Sternbergh’s contention was that this was out of the norm and therefore particularly painful:
it’s an outcome that falls outside the emotional parameters of what the sports fan has signed up for. When you agree to cheer the athletic exploits of some group of well-compensated strangers who happen to wear the name of your municipality emblazoned on their chests, you assume there will be some heartache and, with luck, some exhilaration too. (Or, in the case of the Chicago Cubs, years and years of weirdly co-dependent emotional abuse.) That’s fine. The epic collapse, however, is an outlier. It’s that once-in-a-lifetime cataclysm you can’t possibly prepare for, because you could never predict it would happen. It’s the black-swan event of sports.
And, as with other recent, more consequential once-in-a-lifetime cataclysms, you find yourself not just feeling disappointed or even despairing; you also feel cosmically duped. You question the validity not just of your choices but also of the entire system. And you wonder why on earth you invested such a huge amount of emotional capital in an enterprise that could explode so spectacularly in your face. How could you have left yourself so vulnerable?
But I’m here to tell you that the crushed fans of the Sox and Braves, as well as victims of epic sports collapses everywhere, should embrace, not regret, their ordeal. The epic collapse is to be treasured, even more so than the improbable victory.

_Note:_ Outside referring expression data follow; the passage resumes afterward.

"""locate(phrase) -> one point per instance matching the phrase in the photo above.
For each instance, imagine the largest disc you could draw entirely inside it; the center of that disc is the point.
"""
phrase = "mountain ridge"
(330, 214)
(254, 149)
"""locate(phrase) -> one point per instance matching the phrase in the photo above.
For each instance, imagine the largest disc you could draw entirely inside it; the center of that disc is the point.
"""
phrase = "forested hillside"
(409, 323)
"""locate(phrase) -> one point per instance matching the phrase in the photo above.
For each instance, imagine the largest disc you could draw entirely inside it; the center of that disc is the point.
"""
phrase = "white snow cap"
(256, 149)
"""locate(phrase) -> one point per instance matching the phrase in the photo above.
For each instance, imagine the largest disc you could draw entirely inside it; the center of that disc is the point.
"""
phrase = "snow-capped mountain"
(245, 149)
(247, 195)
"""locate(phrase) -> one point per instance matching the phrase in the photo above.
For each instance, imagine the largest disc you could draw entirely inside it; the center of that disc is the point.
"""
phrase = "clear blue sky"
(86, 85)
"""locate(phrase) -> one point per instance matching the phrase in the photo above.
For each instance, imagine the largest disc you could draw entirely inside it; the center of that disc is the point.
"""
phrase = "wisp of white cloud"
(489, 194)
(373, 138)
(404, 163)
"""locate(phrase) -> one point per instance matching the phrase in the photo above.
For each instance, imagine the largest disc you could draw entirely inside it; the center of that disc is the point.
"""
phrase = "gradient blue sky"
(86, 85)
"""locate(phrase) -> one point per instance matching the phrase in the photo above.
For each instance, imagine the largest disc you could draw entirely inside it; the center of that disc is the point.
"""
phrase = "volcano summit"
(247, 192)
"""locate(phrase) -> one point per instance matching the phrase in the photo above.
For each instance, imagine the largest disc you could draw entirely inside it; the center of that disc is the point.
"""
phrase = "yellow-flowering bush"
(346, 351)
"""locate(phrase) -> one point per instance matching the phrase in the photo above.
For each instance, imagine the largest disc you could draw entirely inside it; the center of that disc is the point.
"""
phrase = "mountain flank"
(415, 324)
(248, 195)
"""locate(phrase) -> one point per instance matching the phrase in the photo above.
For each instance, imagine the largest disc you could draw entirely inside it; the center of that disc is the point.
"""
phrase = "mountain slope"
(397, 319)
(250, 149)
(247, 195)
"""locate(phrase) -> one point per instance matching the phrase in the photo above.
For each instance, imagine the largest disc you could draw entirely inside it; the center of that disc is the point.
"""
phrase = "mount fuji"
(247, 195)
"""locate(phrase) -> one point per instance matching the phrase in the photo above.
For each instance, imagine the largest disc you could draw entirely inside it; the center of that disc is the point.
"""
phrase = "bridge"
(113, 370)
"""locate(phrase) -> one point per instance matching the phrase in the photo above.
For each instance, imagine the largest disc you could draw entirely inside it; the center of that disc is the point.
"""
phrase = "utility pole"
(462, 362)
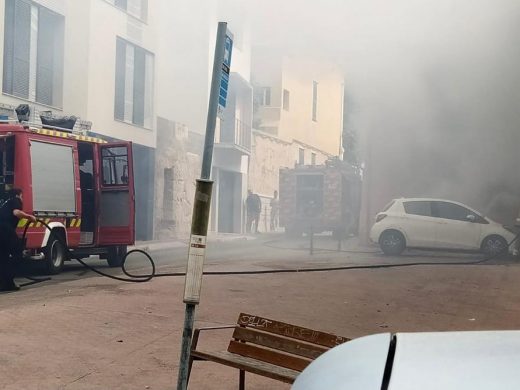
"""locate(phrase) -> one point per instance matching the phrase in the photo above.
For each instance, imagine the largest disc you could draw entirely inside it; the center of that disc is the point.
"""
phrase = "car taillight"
(380, 217)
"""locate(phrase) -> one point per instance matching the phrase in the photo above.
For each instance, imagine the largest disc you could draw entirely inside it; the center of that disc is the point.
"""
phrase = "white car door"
(418, 224)
(454, 229)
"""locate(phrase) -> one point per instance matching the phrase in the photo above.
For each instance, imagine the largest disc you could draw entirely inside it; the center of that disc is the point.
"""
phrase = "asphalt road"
(266, 252)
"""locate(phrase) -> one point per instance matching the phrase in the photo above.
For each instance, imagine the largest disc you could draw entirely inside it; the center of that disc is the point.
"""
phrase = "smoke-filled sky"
(434, 88)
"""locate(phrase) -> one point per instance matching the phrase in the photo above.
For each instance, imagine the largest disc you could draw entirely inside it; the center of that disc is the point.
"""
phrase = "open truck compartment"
(320, 197)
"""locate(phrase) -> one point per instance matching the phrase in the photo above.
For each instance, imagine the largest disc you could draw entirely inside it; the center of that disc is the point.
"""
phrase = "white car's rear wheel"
(494, 245)
(392, 242)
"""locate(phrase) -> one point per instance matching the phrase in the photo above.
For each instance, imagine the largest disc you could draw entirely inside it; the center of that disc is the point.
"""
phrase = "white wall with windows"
(33, 53)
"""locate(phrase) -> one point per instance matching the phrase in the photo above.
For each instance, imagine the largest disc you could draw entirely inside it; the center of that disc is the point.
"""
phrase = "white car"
(418, 361)
(437, 224)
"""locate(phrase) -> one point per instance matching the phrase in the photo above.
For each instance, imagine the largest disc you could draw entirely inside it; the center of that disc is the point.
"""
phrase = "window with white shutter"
(33, 52)
(133, 84)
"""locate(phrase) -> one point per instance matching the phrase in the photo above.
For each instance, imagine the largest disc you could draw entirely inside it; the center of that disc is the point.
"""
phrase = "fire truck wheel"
(116, 255)
(55, 254)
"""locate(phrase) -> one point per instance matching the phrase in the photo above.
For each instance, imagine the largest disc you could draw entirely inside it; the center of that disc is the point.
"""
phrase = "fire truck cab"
(82, 187)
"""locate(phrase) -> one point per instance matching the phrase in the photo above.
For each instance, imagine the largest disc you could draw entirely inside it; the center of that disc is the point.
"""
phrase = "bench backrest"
(279, 343)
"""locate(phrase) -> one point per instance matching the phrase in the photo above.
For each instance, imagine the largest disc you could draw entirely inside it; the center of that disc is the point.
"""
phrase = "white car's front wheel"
(494, 245)
(392, 242)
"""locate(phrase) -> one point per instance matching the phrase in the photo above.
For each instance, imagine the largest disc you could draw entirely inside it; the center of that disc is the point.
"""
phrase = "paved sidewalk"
(99, 334)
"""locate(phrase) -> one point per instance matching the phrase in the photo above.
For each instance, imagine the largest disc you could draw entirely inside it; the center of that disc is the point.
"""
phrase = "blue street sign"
(226, 65)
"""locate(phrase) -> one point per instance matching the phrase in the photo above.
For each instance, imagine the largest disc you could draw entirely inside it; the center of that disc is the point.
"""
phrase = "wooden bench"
(266, 347)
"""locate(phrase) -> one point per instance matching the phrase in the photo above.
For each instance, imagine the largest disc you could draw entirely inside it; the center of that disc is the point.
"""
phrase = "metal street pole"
(201, 209)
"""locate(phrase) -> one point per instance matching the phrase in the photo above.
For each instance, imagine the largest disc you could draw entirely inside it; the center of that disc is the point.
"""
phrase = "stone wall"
(179, 151)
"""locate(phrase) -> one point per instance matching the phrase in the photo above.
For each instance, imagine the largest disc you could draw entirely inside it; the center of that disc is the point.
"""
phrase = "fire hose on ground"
(142, 278)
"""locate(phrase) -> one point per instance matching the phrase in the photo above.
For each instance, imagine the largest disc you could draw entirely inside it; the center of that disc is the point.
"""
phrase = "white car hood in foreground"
(426, 361)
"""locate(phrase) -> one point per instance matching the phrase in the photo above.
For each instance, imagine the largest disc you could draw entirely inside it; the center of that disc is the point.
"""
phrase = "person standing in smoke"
(253, 208)
(275, 210)
(10, 245)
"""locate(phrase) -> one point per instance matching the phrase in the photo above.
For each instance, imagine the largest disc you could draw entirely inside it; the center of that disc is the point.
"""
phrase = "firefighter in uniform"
(10, 244)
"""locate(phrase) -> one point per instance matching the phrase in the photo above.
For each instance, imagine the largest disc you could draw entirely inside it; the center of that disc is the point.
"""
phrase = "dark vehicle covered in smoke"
(437, 224)
(320, 198)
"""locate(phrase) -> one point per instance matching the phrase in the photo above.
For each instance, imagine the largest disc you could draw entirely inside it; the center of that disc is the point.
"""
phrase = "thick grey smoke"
(436, 87)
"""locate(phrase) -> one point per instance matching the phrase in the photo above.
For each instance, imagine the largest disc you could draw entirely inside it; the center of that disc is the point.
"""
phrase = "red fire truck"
(82, 187)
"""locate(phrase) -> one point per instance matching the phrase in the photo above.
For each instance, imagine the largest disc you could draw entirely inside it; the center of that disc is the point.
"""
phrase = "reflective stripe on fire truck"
(23, 223)
(62, 134)
(75, 222)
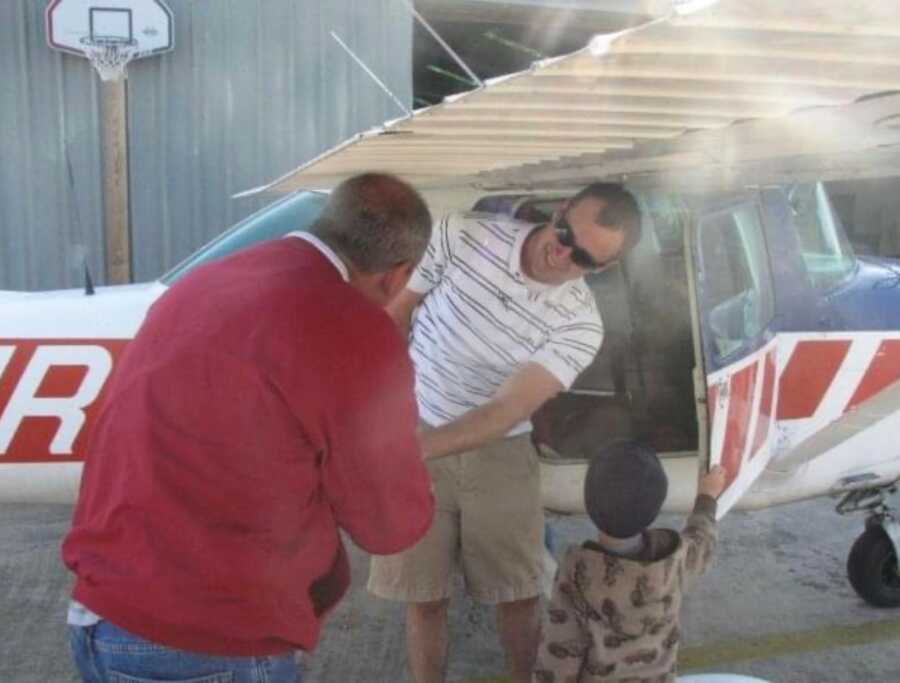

It’s more rare, and therefore more precious. And it reaffirms the essence of why we root for a team in the first place.
And there you have it, my friends—this is how you deal with the inevitable disappointments of being a fan. You find a way to put a positive spin on it. After all, even the Patriots lose sometimes, presumably mainly when the League is scrutinizing them a little bit more closely than usual. (Okay, that was uncalled for.)
Isn’t this better than destroying your furnishings, your home, and/or your relationships? There’s always next season.
As for Stonn, maybe there is next season, maybe there isn’t. His ill-conceived attempt at self-immolation is perhaps fixable. The top of his hat is still in one piece, and I will glue it on carefully. A little touch-up with a black Sharpie and he will, I hope, be almost as good as new. However, if the Steelers start off poorly next season with him in the room, he will receive an honorable burial. Sometimes you have to wake up, smell the coffee (or in his case, the coffin,) and cut your losses.
As far as I know, Francis Bacon was not a sports fan, or at least a football fan, since the game was invented 200 or more years after his death. But still these words of his can provide Stonn, and us, with some comfort:
“There is no comparison between that which is lost by not succeeding and that lost by not trying.”